Пошел, повернул направо, потом еще раз. Взбежал на третий этаж – не уставая радоваться новым своим легковесности да бегучести.
Постучался, вошел, нарвался… Хорошо, что все решилось наилучшим возможным образом.
– Что считать-то собрался, Ваня? – с некоторой долей снисходительного превосходства уточнил директор крематория.
– Да все, как обычно, наверное, – я потащил наружу из сумки лист описи. – Из пункта А в пункт Б выехала труповозка, на борту – эн подданных, усопших, комплектных частично. Дано: посчитать, сколько доехало. Простая сверка.
– Бухгалтер? – хохотнул Усманов.
– Прозектор, – не согласился я. – И упокойщик еще.
– Дела… В смысле, тела мы, допустим, сведем и посчитаем. Или наоборот, – неожиданно воодушевился директор. – Правда, есть тут еще один момент, как раз по твоему профилю… Который «и еще».
– У вас тут, говорят, столовая, – намекнул я. – Кормят, говорят, вкусно.
– И много, – согласился директор. – Сам там обедаю, и ужинаю еще иногда.
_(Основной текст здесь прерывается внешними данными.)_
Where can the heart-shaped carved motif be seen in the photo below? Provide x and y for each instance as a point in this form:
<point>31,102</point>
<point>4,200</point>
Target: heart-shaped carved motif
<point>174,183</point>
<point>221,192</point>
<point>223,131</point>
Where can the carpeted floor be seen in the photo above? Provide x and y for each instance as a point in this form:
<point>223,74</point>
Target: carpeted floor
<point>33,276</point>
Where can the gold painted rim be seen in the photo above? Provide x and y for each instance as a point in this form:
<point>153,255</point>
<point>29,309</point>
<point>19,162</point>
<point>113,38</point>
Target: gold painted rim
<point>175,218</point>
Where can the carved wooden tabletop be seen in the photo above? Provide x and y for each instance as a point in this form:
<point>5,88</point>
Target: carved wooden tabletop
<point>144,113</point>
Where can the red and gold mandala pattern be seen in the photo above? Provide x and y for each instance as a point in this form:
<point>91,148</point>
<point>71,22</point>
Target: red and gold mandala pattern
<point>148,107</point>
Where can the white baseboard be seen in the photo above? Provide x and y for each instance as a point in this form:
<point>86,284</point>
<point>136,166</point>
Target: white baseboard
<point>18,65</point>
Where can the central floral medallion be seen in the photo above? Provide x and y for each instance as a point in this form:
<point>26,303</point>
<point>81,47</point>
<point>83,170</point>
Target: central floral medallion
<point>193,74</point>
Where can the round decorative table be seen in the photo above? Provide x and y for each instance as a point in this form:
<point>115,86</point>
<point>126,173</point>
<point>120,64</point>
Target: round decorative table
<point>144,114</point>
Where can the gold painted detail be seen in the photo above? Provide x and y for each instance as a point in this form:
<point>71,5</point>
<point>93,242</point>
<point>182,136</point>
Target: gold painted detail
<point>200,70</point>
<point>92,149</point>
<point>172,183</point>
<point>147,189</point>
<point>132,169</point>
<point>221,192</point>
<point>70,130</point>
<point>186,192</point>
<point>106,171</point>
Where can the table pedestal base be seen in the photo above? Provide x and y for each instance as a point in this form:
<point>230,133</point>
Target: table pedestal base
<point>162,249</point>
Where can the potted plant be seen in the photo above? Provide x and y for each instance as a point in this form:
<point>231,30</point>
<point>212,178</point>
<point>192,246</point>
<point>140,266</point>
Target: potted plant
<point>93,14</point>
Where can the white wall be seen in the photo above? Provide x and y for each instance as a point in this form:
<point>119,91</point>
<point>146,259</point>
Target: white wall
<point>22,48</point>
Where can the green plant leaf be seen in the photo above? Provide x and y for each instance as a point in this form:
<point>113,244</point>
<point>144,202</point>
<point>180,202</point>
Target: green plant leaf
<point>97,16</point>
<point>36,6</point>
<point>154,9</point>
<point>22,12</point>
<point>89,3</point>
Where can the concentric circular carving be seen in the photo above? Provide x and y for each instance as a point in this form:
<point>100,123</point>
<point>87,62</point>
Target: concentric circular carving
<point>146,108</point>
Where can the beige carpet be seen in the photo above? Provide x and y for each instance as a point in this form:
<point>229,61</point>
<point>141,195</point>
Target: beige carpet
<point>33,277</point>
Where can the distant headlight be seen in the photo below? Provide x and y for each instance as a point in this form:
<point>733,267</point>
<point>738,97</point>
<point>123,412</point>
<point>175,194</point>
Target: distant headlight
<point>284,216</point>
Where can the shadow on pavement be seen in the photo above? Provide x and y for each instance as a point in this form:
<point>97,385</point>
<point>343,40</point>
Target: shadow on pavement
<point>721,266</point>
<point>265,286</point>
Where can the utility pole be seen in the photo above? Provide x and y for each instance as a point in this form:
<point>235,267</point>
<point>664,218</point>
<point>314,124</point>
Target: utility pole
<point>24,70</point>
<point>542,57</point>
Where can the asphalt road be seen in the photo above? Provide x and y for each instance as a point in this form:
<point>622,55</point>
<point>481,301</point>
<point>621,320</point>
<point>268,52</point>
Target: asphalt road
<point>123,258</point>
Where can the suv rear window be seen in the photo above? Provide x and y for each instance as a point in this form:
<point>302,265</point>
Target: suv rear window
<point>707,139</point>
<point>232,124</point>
Давай так: ты посмотришь наш сложный момент, с меня два… Нет, три талона на обед!
«Надо же», умилился я понятию, знакомому еще по прежней, советской, жизни. «Талоны на обед… Поможем товарищу. Или подданному, но все равно поможем. Вот так и стал ты, товарищ Йотунин, работать за еду».
– Это что? – удивился я, первым входя – директор даже приоткрыл передо мной дверь – в большую комнату, расположенную под самой крышей здания.
Передо мной предстала картина из тех, что ожидаешь меньше всего: вместо гор неучтенного и ненужного хлама – тщательно вымытый пол, аккуратно выкрашенные стены, чистые стекла окон, витрины… А также – экспонаты внутри этих витрин.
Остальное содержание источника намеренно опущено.